Dynamic–Mechanical Properties of Bioartificial Polymeric Materials

Abstract

Bioartificial polymeric materials represent a new class of polymeric materials based on blends of synthetic and natural polymers, designed with the purpose of producing new materials with enhanced properties with respect to the single components. The mechanical properties of bioartificial materials prepared using poly(vinyl alcohol) (PVA), poly(acrylic acid) (PAA) and poly(methacrylic acid) (PMAA) as synthetic components, and collagen (SC), gelatin, starch, hyaluronic acid (HA) and dextran as biological components, were investigated by dynamic mechanical thermal analysis. The materials were prepared in the form of films or hydrogels and treated by glutaraldehyde (GTA) vapour or thermal dehydration in order to reduce their solubility in water. The results indicate that SC/PVA, gelatin/PVA and starch/PVA films behave as biphasic systems, showing good mechanical properties over a wide range of temperature. It was observed that the GTA procedure affects only the biological component of the SC/PVA and gelatin/PVA blends, whilst the thermal treatment influences mainly the synthetic polymer. In the case of HA/PVA hydrogels, a modulus variation was found with the HA content related to the organization degree and perfection of the PVA network structure.
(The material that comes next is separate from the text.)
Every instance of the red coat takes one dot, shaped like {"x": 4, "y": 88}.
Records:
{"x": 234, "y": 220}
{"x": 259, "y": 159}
It seems evident that, in the experimental conditions used, dextran/PAA mixtures behave as miscible blends showing a glass transition intermediate between those of the pure components. With both untreated and GTA-treated gelatin/PMAA blends, it was not possible to evaluate the miscibility of the systems; it could only be affirmed that these materials show good mechanical properties over a wide range of temperature. © 1997 SCI.